Well... the last paragraph quoted from the Article says:
"Lawyers for both sides met during several lengthy recesses to hammer out the details of the newly worded facilities-use policy, with the university removing the phrases “emotional safety” and “emotional harassment” from the list of reasons officials could move a display without notice...."
On another thread, anon assures me this stuff not only will never happen. It never happens. I think he's a lawyer.
If you are forced - even if only on an emotional level - to recognize that a fetus is a distinct living thing, then you rationally should recognize that abortion should, at the very least, be subject to restriction. Just like we don't allow "puppy killing on demand."
In all my time going to church I have yet to hear anyone thump a Bible. Maybe I’m part of the wrong congregation?
You need really need to go to a fire-n-brimstone tent revival in the rural south to get the true, classic bible-thumping experience.
How does anyone expect to shock students at temple with graphic displays of gore? I mean, when was the last time you walked across campus on a Monday morning without running across a couple dead bodies left over from the weekend crime-spree?
All controversial speech has an effect on the emotions of people who passionately disagree with it. Thus, it's patently overbroad to ban such speech!
When I was a student at Harvard Law School, I published letters to the editor in the Harvard Law Record and Boston Globe criticizing an attempt to offer tenure to the radical feminist law professor Catharine A. MacKinnon, who supported curbs on First Amendment rights, and depicted most heterosexual sex as being akin to rape (a majority of faculty supported giving her tenure, but not the supermajority required by school rules).

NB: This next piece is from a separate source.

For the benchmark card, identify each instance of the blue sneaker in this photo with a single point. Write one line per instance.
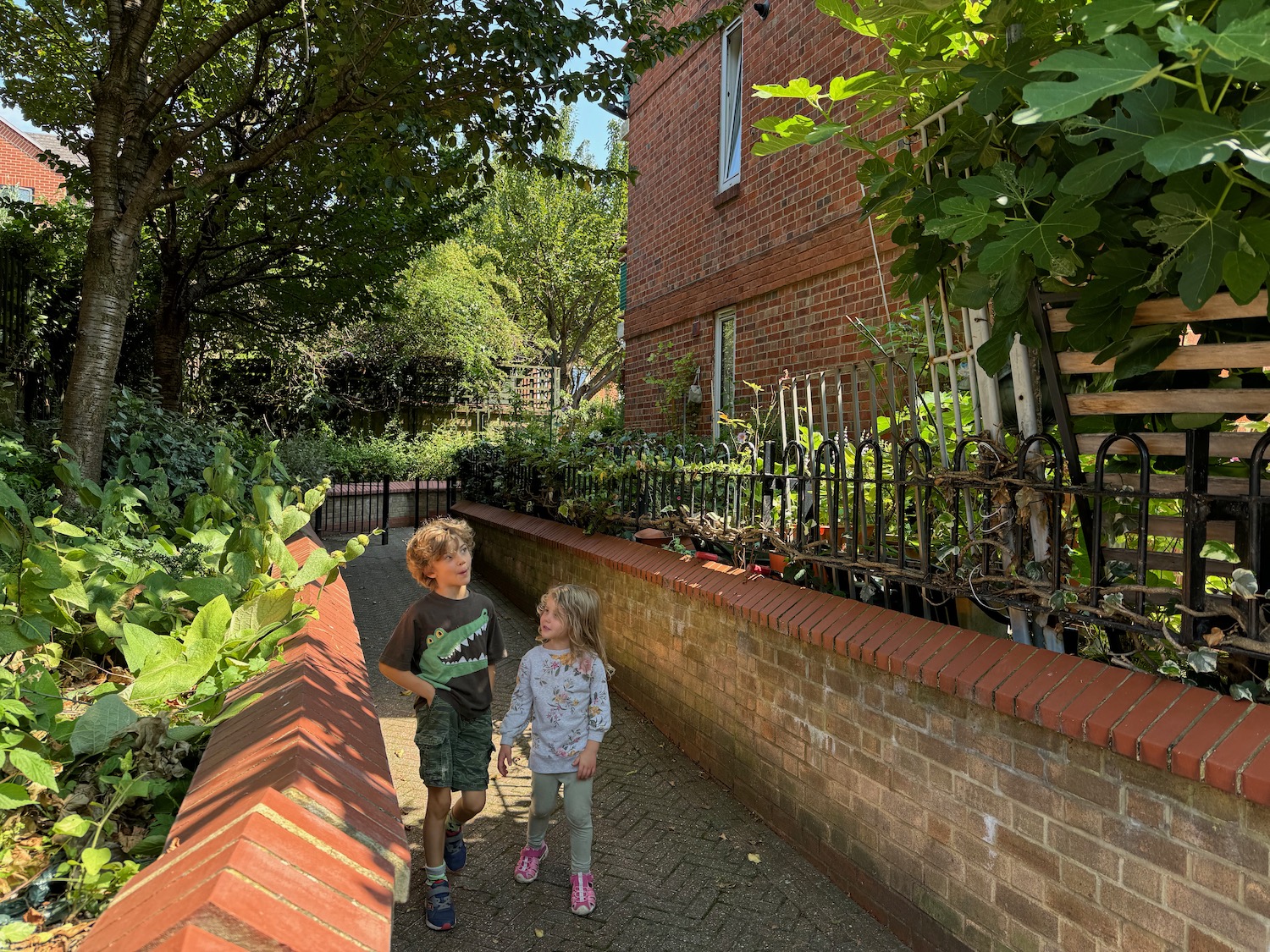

I then photocopied and posted my letter (from the Harvard Law Record) on bulletin boards on the grounds of Harvard Law School. In response, I received an anonymous telephone call in which I was accused of "visually and emotionally assaulting" women.
I guess I was lucky I was studying at Harvard, rather than UMBC.
If I were at UMBC, maybe the caller would have accused me of "emotional harassment." And I would have been embroiled in disciplinary proceedings for that ridiculous "offense."
But fortunately, Harvard did not have a similarly broad harassment policy in force (moreover, its draft harassment guidelines at the time exempted speech from its reach if the speech was "reasonably" related to speech on matters of public concern), so I was not in danger of discipline by the campus administration.
More importantly, even abortion was nominally illegal except for the life or health of the mother, there were a surprising large number of therapeutic abortions. Oregon, for example, which had a very restrictive abortion law, had 199 abortions per 1,000 live births in 1970. Pretty clearly, elective abortions were available, even if they weren't as common as they became after Roe v. Wade.
There are a lot of people who think that Roe v. Wade was like a light switch. Some think that there were almost no abortions performed by doctors before; this wasn't the case.
Some think that there were huge numbers of back-alley abortions performed before Roe v. Wade. There certainly were such abortions, but they weren't on anywhere near the scale of today.
What really irritates me is the self-righteous tone of those who think that every person who opposes abortion as birth control also opposes contraception. This is simply not the case.